La nueva familia estaba compuesta por tres hijos, la abuela y el matrimonio. Vivían en la capital, pero pasaban los veranos en la sierra, en mi sierra, cazando. Residían en una zona adinerada de la ciudad, en un piso alto, aunque no excesivamente grande, lo justo para vivir.

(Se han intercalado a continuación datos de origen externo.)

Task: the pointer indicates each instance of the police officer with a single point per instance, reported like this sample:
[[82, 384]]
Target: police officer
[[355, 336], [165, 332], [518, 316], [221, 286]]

El marido era dueño de una pastelería, en la que trabajaban también sus hijos cuando no estaban estudiando. Traían a casa los pasteles que no se habían vendido, que devoraban con ansia, porque ellos eran unos muchachos de fuerte complexión y estaban en la edad del desarrollo, del comer insaciable. Tenían 26, 20 y 15 años. Desde el principio, me aceptaron, aunque también desde el principio me di cuenta de que en esa casa no había comida ni para ellos. Ni un dulce era reservado para mí, hasta que el pequeño, que era también el más bueno, se encariñó conmigo y me escondía las golosinas para dármelas cuando nadie más miraba.

Me vestían de gris y azul, con un delantal blanco, pero sin cofia, por ser demasiado lujo. Tener criada demostraba el nivel social de la persona, su alta categoría, y eso los señores lo sabían, les gustaba aparentar.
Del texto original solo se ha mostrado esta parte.